Следующий день начался как обычно. Я стоял на страховке, Грузов и Пушкин спускались. Сделали уже три погружения и готовились к последнему, четвертому. Женя, одетый во все снаряжение и почти готовый к спуску, стоял у лунки и натягивал перчатки. Я глядел на бескрайнюю ледяную равнину, тянувшуюся к океану; холодная и безжизненная, она лишь местами была рассечена трещинами, да кое-где унылое однообразие льда прерывалось заснеженными скалами островов. Ничто не нарушало безмолвия, казалось, зримо витавшего над бесконечным простором. Внезапно как бы далекий вздох долетел до моего слуха: «Пфуу…» и над трещиной во льду поднялось облачко пара, точно выброшенное крошечным паровозиком. Появилось над льдом и мгновенно растаяло на ветру, через секунду над тем же местом поднялся узкий и длинный черный треугольник, снова: «Пфуу..» — и далекий вздох опять донесся до нас. Женя стоял в нескольких метрах от меня, я дернул за веревку, он обернулся.

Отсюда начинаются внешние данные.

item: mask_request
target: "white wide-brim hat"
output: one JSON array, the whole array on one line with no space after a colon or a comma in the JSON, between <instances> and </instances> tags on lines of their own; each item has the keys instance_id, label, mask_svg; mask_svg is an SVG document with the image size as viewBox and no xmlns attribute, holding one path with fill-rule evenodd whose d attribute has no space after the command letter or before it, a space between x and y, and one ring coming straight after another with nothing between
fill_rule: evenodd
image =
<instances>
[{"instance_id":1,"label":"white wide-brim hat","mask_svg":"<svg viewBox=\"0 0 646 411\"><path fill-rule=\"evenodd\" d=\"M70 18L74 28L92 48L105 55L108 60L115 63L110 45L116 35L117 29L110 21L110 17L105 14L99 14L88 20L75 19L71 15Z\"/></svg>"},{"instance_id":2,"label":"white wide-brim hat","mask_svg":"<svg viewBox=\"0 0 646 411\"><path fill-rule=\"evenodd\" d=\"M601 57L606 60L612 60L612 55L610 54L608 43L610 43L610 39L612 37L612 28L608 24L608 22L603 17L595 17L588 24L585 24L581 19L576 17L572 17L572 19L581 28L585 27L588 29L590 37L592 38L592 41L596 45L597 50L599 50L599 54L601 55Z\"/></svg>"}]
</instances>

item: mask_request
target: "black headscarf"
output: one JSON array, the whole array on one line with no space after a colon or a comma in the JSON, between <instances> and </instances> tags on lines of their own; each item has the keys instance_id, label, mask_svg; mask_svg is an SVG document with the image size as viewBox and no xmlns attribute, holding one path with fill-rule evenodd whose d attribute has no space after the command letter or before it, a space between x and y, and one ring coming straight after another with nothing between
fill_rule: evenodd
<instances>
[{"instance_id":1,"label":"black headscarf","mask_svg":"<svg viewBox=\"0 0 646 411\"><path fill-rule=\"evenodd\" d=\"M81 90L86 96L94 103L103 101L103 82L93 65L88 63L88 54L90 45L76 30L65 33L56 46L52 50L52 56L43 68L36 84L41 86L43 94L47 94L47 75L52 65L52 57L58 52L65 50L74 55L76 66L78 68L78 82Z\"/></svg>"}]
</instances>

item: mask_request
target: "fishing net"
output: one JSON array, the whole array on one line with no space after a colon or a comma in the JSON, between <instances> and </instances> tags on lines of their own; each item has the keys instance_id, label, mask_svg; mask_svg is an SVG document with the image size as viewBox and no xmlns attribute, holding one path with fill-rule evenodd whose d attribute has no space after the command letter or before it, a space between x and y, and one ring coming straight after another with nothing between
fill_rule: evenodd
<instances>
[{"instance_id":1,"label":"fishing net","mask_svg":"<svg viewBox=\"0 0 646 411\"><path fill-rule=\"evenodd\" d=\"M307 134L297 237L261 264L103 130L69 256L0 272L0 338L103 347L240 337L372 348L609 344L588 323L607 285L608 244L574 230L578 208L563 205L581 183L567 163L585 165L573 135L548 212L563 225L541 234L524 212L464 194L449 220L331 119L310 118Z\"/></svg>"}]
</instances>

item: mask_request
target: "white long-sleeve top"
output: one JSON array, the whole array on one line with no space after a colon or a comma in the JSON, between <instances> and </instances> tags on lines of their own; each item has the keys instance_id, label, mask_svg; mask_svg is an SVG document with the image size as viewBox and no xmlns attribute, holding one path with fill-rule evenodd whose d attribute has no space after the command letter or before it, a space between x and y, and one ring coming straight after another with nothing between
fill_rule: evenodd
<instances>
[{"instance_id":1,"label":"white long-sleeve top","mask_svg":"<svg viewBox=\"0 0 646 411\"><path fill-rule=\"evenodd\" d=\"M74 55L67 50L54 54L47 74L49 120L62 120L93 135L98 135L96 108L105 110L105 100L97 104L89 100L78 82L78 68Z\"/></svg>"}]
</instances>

— Сегодня больше спускаться не будем…

— Почему?!

— Косатки.

— Где?

— Вон там, в трещине, метрах в четырехстах от нас. Мы оба внимательно смотрели на лед и прорезавшую его трещину. Все было спокойно минуту, и две, и три. Потом снова облачко пара поплыло над льдом и острый черный треугольник поднялся в воздух. Мы не испытывали страха, не было и взволнованных разговоров и вообще ничего такого, что некоторые журналисты считают обязательным для таких моментов. Просто мы понимали, что это новое обстоятельство еще больше усложняет обстановку, которая и так была нелегкой.

Поднялись в балок, Женя снял гидрокостюм, и втроем, взяв фотоаппарат, мы пошли взглянуть на зверей поближе, надо же было рассмотреть нашего самого страшного врага, «Только осторожно, — предупредил я, — описаны случаи, когда косатки пытались разбить лед под собаками и человеком, чтобы сбросить их в воду… Не приближайтесь к краю трещины». Подходим близко. Животные — их два — спокойно дышат. Небольшое разводье в трещине — единственное на несколько сот метров, интересно, как они нашли его под водой? У них длинные вытянутые головы серо-стального цвета, нижняя челюсть больше верхней, на нас не обращают никакого внимания. Да разве это косатки? Это же малые полосатики, безвреднейшие и мирные звери. Они резко отличаются от косаток своими маленькими плавниками, но где же эти плавники? Пока киты просто лежат на воде, и плавников не видно, но внезапно один из них высовывает из воды голову. Узкая и длинная, почти черная сверху, ослепительно белая снизу, она поднимается над льдом выше человеческого роста.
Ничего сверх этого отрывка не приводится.